我有一个非常大的表,有超过 1000 万条记录。我想根据一些匹配的字段和一些不匹配的字段来查找重复项。
我目前使用的查询如下:
SELECT DISTINCT MainTable.[lineitemid]
FROM [dbo].[lineitem] MainTable
INNER JOIN [dbo].[lineitem] AS ChildTable
ON ChildTable.invoicedate = MainTable.invoicedate
AND LEFT(ChildTable.vendorname, 4) = LEFT(MainTable.vendorname, 4)

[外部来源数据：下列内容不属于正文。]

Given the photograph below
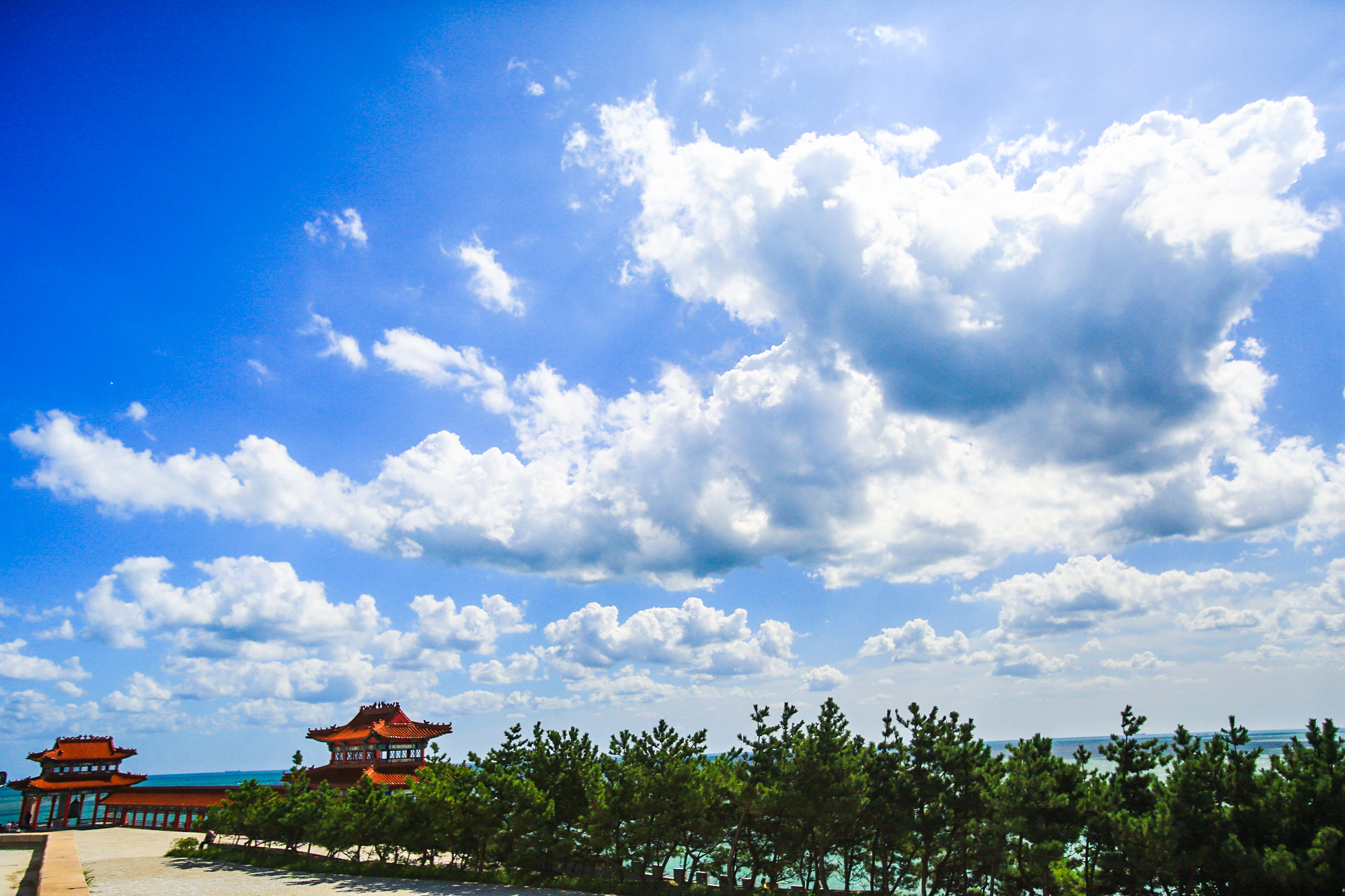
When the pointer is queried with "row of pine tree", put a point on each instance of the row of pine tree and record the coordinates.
(929, 809)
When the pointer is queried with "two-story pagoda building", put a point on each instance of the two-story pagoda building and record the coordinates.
(380, 743)
(77, 775)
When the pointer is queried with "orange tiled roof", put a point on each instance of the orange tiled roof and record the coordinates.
(385, 721)
(79, 782)
(349, 775)
(88, 747)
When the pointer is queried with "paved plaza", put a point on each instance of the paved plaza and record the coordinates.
(124, 861)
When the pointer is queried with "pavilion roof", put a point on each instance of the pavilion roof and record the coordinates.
(92, 780)
(85, 747)
(342, 776)
(383, 721)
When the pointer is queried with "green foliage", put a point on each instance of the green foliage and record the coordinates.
(926, 810)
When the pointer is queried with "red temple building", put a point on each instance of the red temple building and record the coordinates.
(77, 775)
(380, 743)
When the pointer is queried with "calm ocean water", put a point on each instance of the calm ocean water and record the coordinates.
(1269, 740)
(11, 799)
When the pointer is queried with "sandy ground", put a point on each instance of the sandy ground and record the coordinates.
(126, 861)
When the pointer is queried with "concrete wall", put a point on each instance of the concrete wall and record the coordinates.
(61, 873)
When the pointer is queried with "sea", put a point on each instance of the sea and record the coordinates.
(1270, 741)
(13, 799)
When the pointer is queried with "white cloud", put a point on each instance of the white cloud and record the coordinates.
(410, 353)
(243, 599)
(937, 405)
(1219, 618)
(521, 667)
(1019, 155)
(475, 628)
(883, 36)
(824, 678)
(1022, 661)
(938, 282)
(341, 229)
(917, 642)
(906, 145)
(340, 345)
(64, 631)
(15, 663)
(1087, 594)
(490, 283)
(1313, 615)
(747, 122)
(692, 638)
(34, 710)
(1139, 661)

AND ChildTable.invoiceid <> MainTable.invoiceid AND -- Invoice ID column not matching
ChildTable.documentcurrencyamount = MainTable.documentcurrencyamount
WHERE ChildTable.lineitemid <> MainTable.lineitemid AND -- LineItemId is PK
MainTable.projectid = 1125 AND ChildTable.projectid = 1125 -- Duplicates should be identified with specific ProjectId
如果 ProjectId 的记录数低于 100,000,则此查询工作正常。当 ProjectId 记录超过 100 万条时,在执行此查询时,tempdb 大小会飙升至 100 GB,并导致磁盘空间不足的问题。查询需要永远执行。
请帮助我优化查询。
在获得上述查询的答案后添加了以下行......
非常感谢,@Gordon-Linoff。您建议的查询工作得更快。VendorName 来自不同的表。我可以包含如下所示的内部连接吗?
SELECT li1.[LineItemId]
FROM [dbo].[LineItem] li1
INNER JOIN VendorMaster vm1 ON li1.VendorNumber=vm1.VendorNumber
AND vm1.CompanyCode = li1.CompanyCode
WHERE EXISTS (SELECT 1
FROM [dbo].[LineItem] as li2
INNER JOIN VendorMaster vm2 on li2.VendorNumber = vm2.VendorNumber
AND vm2.CompanyCode = li2.CompanyCode
WHERE li2.InvoiceDate = li.InvoiceDate and
LEFT(li2.VendorName, 4) = LEFT(li1.VendorName, 4) and
li2.InvoiceId <> li1.InvoiceId and -- Invoice ID column not matching
li2.DocumentCurrencyAmount = li1.DocumentCurrencyAmount and
li2.LineItemId <> li1.LineItemId and
li2.ProjectId = li1.ProjectId
li2.VendorNumber = li.VendorNumber)
AND li.ProjectId = 1125
这是一种有效的方法吗?